Throughout the late nineties and early noughties there was a general surge where pretty much everything rose, says Coupland.
Now the market is more discerning, but the top end has remained sound.
Buying a "representative" work is important too. If someone is a famed landscape painter, you'd probably avoid the misshapen results of their brief foray into pottery.
There are other obvious things to watch for, like condition, and many subtleties too. Take Goldie's striking portraits, for example:
"A subject that is very downcast and melancholy is going to have less appeal - generally - to collectors, than a subject that is proud with mana," says Coupland.
The casual collector gets priced out of the real top-notch stuff, but the same buying principles apply even if you're on a budget, says Coupland.
"Obviously you're not going to get a Bill Hammond painting - you'll be looking at some of the younger practitioners."
There's a body of young artists tied to dealer-galleries where you could be reasonably sure the value of their work would stay sound, she says.
If you can't afford originals, don't lose hope.
"Limited edition prints are a very good way to start to collect, because they are affordable," says Deans.
You can find prints starting around $1500 or so, and while they don't often gain hugely they will increase in value if you buy carefully, says Deans.
"It's very democratic from the artist's point of view, because it does make their work available to the modest collector."
Prints are usually made in small batches and are not the same as reproductions, or posters signed by the artist.
Buy Low, Sell High
Is there such thing as getting a bargain when buying art?
Deans laughs. "Don't be so vulgar!"
But, yes, she says, it's possible. For example, there was a period when even the august Goldie fell out of favour.
If you pick something that's out of vogue right now it well might swing back around. The problem is there's inevitably going to be a certain amount of guesswork involved.
But there are also opportunities to get good deals for those who are clued-up and always on the hunt. With the sheer volume of art coming through auction houses, some don't get categorised where they should be. And you can always take advantage of others' misfortune if they are forced to auction.
Return on Investment
Industry veteran Warwick Henderson recently released a book titled Behind the Canvas - An insider's guide to the New Zealand art market.
It delves into the whole industry, yet almost everyone who's interviewed him has hounded him about investing. He graciously agrees to give his take on the subject yet again.

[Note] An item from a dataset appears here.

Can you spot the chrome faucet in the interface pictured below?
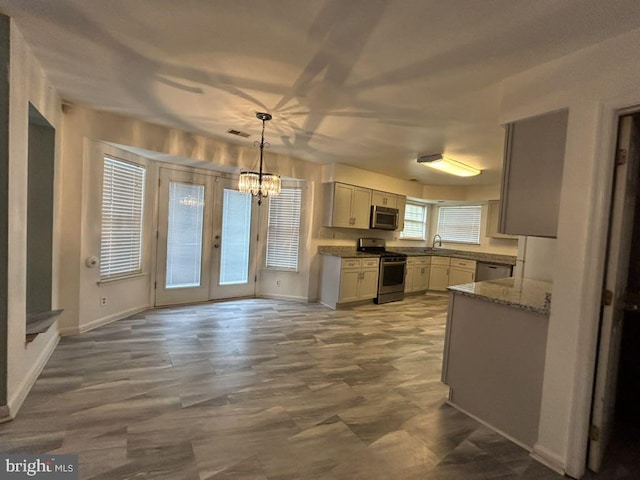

"If you're worried about economics, and indices, and returns and things, you're best off sticking to the sharemarket."
While an internet search dredges up all kinds of figures purporting to measure returns, he's sceptical of the idea that you can predict annual returns with much accuracy.
"You can juggle figures any way you want."
Often a successful art 'investment' happens by accident rather than design, Henderson says.
He knows of one couple who were given a McCahon back in the day when they were cheap as chips. It sold for several hundred thousand dollars recently. They didn't even like it.
That's certainly not to say you can't buy sensibly to maximise the chance of protecting your money, but it can't be coolly calculated like a bank deposit.
Henderson says the ongoing reward you reap - or dividend, to extend our financial metaphor - is the thrill and enjoyment of owning art.
"With the knowledge also that if it's a serious New Zealand painting you'll at least get your money back, or close to it. If you double it, then that's a bonus," he says.
With the size and diversity of the market today, it's not too hard to find something that ticks all the boxes.
The message coming through from all our art boffins is that you must at least buy something that you personally connect with.
Otherwise it might just sit on your wall for all time, reminding you with every glance of the foolishness of trying to outfox a particularly fickle market.